The Clash were just too good, and too (relatively) successful, for a backlash to take long. Around that time, Mark Perry, editor of the influential punk fanzine, Sniffin' Glue, said punk died the day the Clash signed with a major label (CBS) in early '77. Such iconoclasm, so little logic: Even as a middle-class boy, Strummer had no need then, or later in his career, to detail his street credentials to naysayers such as Perry. Not only was he in trouble with the law on more occasions than most public enemies of the time, the band also spoke through its music, and the message with regard to CBS was clear: "They said we'd be artistically free/When we signed that bit of paper/They meant let's make lotsa money/And worry about it later."
That song, Complete Control, was a watershed in punk's progression from novelty to credible musical force. Having invented U.K. punk with their first LP, Strummer and Jones (with heavy influence from the reggae-mad bassist, Paul Simonon) reinvented it with this song. For punk, it was the shock of the new, fusing the basic elements of power, rhythmic hook and disassociation with the heavy dub production of Jamaican DJ and producer Lee (Scratch) Perry. Rock writer Greil Marcus raved at the time that it was impossible to hear the song and be the same again.
Although Jones was the melodic chieftain of the band, much of the brilliance of the seminal third album, London Calling (1979), lay at Strummer's door. It was his fascination with Americana, rockabilly, R&B, country and reggae that infused the double LP with its daringly broad sweep of punk's spiritual forefathers. It's the Clash's Sgt. Pepper and deserves to figure on every pop fan's Top 10 albums of all time.

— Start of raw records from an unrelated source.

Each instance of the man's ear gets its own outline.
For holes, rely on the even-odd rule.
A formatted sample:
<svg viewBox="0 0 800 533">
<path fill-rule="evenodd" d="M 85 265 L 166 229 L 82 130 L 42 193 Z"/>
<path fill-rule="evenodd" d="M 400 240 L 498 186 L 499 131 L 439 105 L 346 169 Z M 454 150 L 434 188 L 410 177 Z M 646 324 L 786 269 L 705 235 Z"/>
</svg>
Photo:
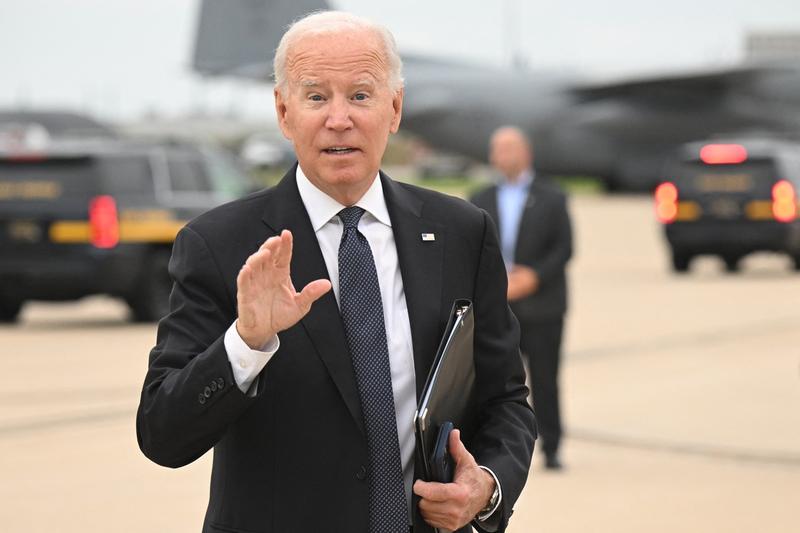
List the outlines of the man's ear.
<svg viewBox="0 0 800 533">
<path fill-rule="evenodd" d="M 392 109 L 394 111 L 394 116 L 392 117 L 392 123 L 389 128 L 389 131 L 392 133 L 397 133 L 397 130 L 400 129 L 400 119 L 403 116 L 403 88 L 397 90 L 394 93 L 394 98 L 392 98 Z"/>
<path fill-rule="evenodd" d="M 286 117 L 286 99 L 283 93 L 275 88 L 273 94 L 275 95 L 275 114 L 278 116 L 278 126 L 281 128 L 283 136 L 292 140 L 291 129 L 289 128 L 288 119 Z"/>
</svg>

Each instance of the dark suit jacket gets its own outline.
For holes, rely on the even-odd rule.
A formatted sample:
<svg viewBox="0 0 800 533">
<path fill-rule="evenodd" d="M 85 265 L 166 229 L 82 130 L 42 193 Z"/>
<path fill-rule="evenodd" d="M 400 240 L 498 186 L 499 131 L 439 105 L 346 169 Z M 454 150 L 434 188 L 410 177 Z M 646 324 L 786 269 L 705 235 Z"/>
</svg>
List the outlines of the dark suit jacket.
<svg viewBox="0 0 800 533">
<path fill-rule="evenodd" d="M 527 478 L 535 426 L 495 227 L 461 200 L 381 179 L 418 395 L 453 300 L 474 301 L 478 395 L 464 440 L 500 480 L 504 527 Z M 294 169 L 275 188 L 216 208 L 178 235 L 169 266 L 171 311 L 158 327 L 137 415 L 139 446 L 170 467 L 214 448 L 203 531 L 366 533 L 367 445 L 333 291 L 279 334 L 280 349 L 255 397 L 239 390 L 225 352 L 224 333 L 236 318 L 236 275 L 282 229 L 294 234 L 295 287 L 327 278 Z M 436 240 L 423 241 L 422 233 Z M 432 531 L 415 514 L 415 531 Z"/>
<path fill-rule="evenodd" d="M 480 191 L 472 203 L 499 226 L 497 186 Z M 533 180 L 520 218 L 514 262 L 531 267 L 539 289 L 511 304 L 520 322 L 559 319 L 567 311 L 565 267 L 572 256 L 572 229 L 564 193 L 543 176 Z"/>
</svg>

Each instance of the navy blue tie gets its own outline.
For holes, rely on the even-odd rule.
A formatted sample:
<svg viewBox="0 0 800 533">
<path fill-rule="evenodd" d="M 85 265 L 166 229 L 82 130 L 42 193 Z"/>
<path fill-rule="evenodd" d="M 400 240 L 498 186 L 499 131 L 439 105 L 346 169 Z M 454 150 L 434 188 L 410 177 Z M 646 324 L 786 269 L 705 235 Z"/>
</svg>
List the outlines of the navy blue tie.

Strummer had almost lost me by the time the Clash followed up with the sprawling 1980 triple album Sandinista (their White Album), even if he did get me and many other armchair socialists interested in the Nicaraguan cause. By the time Combat Rock finally turned on America in 1982, Jones was pushed out and we watched in great pain as Strummer's Clash limped on until 1985. Strummer went on to star in a couple of cult movies (such as Jim Jarmusch's Mystery Train), fronted the Pogues for a while, and earned his daily bread with the Mescaleros.
Whatever his sins of those years, Strummer and Jones resisted bags of money to reform the Clash during the 1990s -- and for that we should be both sad and grateful. But how Strummeresque that his last public appearance was with Jones only a couple of weeks ago at a benefit gig for Britain's striking firemen. For a punk, he was strikingly decent bloke.
Joe Strummer did not deserve to die so young, but he had certainly earned the ease with which he did it -- slumped in his favourite chair in his West Country cottage after walking his dogs. Old punks never die, they merely give you the finger and fade away.
Simon Beck is News Editor of The Globe and Mail.